Последние годы жизни Андрей Андреевич боролся с тяжкой болезнью и с трагедиями, обрушившимися на его семью. Поразительным было его мужество – чтобы ни происходило, он всегда был вежлив, внимателен, и посторонний наблюдатель вряд ли смог бы почувствовать, как безжалостна была к нему в эти годы судьба. Он работал до последней физической возможности, даже тогда, когда мир буквально рушился вокруг него... «Мне кажется, что я падаю, всё падает...», – однажды сказал он мне. Болезнь привела к тяжёлому расстройству вестибулярного аппарата.

В конце сентября 1979 года я пришёл к нему в больницу перед своим отъездом в Варшаву.
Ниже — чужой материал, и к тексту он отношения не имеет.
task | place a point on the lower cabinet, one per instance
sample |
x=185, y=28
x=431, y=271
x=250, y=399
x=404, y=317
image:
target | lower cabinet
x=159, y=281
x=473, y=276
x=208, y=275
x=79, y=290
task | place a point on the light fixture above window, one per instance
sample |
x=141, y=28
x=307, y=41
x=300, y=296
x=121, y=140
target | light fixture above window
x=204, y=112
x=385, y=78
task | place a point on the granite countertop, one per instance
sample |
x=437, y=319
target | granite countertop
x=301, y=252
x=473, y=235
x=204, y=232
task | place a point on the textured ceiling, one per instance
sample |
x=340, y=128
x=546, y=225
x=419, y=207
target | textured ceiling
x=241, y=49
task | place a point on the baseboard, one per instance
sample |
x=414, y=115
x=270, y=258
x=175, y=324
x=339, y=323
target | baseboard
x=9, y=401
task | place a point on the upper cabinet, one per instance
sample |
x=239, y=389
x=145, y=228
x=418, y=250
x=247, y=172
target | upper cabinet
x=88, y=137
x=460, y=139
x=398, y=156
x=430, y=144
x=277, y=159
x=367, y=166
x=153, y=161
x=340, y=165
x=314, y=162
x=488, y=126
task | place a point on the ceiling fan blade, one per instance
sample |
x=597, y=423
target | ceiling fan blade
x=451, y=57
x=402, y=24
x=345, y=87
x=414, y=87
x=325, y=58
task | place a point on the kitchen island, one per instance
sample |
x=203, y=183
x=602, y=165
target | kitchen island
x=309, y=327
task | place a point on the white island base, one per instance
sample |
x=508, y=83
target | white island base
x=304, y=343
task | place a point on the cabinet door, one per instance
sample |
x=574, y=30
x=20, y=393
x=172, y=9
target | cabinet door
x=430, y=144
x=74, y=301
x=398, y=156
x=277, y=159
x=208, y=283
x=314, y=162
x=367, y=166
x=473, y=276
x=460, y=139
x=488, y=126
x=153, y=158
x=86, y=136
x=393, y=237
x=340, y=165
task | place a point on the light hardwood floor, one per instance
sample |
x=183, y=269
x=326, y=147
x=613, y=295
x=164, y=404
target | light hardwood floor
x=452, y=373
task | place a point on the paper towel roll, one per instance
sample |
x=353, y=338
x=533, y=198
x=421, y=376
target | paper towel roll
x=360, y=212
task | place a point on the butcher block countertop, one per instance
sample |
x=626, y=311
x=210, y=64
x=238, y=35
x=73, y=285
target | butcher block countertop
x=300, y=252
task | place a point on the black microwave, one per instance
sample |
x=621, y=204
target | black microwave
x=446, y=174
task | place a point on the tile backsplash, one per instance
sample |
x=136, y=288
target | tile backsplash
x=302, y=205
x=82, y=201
Я чувствовал, что больше не увижу его, хотя, конечно, отталкивал эту мысль... Может быть и к лучшему, что судьба уберегла меня и в последний раз, когда я видел его, я видел его живым... И этот первый сияющий Марков из солнечного мехмата моей юности, и прощальная его улыбка в серой палате больницы АН СССР, как две фотографии из семейного архива – между ними жизнь.


[Сокращённая версия статьи:
Марков и Бишоп, Вопросы Естествознания и Техники, т.1, 70–81, М., 1992.]